Yesterday’s now-famous Volodin line — “If there is Putin, there is Russia; if there is no Putin, there is no Russia” — proclaimed at the Valdai Forum as a slogan “reflecting the country’s current condition,” is, of course, the most Russophobic statement one could have heard in quite some time.
Even a caricatured Bandera (Stepan Bandera, the Ukrainian nationalist leader), risen from the grave exactly as imagined by Channel One, could hardly have put it more forcefully.
The core of the new national idea has finally been stripped of all the extraneous stuff: all that culture-schmulture, history, science. By now, even Orthodoxy and the empire with its “Third Rome” mythology are no longer needed.
If there is Putin, there is Russia. If there is no Putin, there is no Russia.
Peter the Great, Catherine the Great, Lenin-Stalin, Pushkin, Sholokhov-Vavilov, even General Secretary Chernenko, all stare in mute astonishment at the Valdai Forum’s “political scientists.” And only Lev Nikolayevich Tolstoy, who sees right through everyone, leans toward Volodin and whispers in his ear: “Tell them about your marble garden beds, Slava. You have to go all the way, to the essence of it. What does Putin have to do with it? This is really all about them.”

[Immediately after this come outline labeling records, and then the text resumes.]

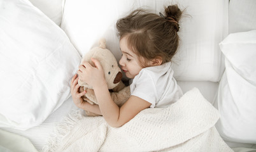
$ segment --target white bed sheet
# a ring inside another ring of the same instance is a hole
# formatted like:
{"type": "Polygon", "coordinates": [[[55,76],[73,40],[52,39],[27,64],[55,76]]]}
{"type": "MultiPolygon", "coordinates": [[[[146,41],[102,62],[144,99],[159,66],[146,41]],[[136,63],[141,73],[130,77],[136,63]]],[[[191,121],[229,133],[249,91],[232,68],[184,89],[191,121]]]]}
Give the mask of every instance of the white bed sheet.
{"type": "Polygon", "coordinates": [[[27,130],[4,127],[0,127],[0,129],[20,135],[29,139],[36,149],[38,151],[41,151],[44,145],[47,143],[49,137],[52,135],[56,125],[59,122],[63,122],[64,118],[68,116],[72,110],[76,109],[78,108],[73,103],[72,98],[70,97],[40,125],[31,128],[27,130]]]}
{"type": "MultiPolygon", "coordinates": [[[[211,104],[213,103],[218,87],[218,82],[210,81],[178,81],[177,82],[183,90],[183,93],[196,87],[209,102],[211,104]]],[[[42,148],[47,143],[50,136],[52,135],[56,125],[63,122],[64,118],[68,116],[72,110],[77,109],[78,108],[72,101],[72,98],[70,97],[39,126],[25,131],[3,127],[0,127],[0,129],[27,137],[31,141],[36,149],[38,151],[41,151],[42,148]]],[[[229,146],[234,148],[234,151],[237,152],[252,151],[252,149],[256,150],[256,144],[225,142],[229,146]]]]}

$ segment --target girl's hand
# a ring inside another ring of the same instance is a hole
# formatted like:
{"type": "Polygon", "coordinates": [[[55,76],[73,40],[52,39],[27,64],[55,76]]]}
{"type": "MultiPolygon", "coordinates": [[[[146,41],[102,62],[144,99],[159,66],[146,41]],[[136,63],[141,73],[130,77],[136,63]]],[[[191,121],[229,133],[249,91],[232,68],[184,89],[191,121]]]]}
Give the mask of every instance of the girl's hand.
{"type": "Polygon", "coordinates": [[[79,70],[77,72],[78,77],[93,88],[101,87],[106,84],[103,69],[97,59],[91,60],[96,67],[92,66],[89,62],[84,61],[83,65],[78,67],[79,70]]]}
{"type": "Polygon", "coordinates": [[[76,74],[71,79],[70,91],[71,92],[72,98],[75,104],[80,108],[83,108],[87,102],[83,100],[82,96],[85,95],[86,92],[85,91],[81,93],[78,92],[80,86],[78,85],[78,77],[77,77],[77,74],[76,74]]]}

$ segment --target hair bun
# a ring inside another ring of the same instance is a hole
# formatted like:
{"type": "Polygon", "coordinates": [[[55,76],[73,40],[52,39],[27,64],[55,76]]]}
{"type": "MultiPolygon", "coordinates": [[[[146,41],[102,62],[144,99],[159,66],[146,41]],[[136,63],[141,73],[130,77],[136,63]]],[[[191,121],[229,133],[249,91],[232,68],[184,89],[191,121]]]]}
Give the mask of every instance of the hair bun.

That’s exactly what it comes down to. It’s about the marble garden beds at the Volodins’ country houses. And Putin is the symbol of a state system whose main purpose is to preserve an order in which Volodin and the many like him openly steal billions, build themselves palaces, and dig marble vegetable beds beside those palaces for onions and cabbage.
As long as our marble garden beds are safe, there is Russia, Vyacheslav Volodin is really telling us_. And if those marble garden beds come under threat, then there will be no Russia. We’ll start running wild, going mad, stirring up wars_.
And he isn’t even lying. They are already running wild and stirring up wars. For the sake of those marble garden beds, they are ready to bury the whole country. Fascists and punishers.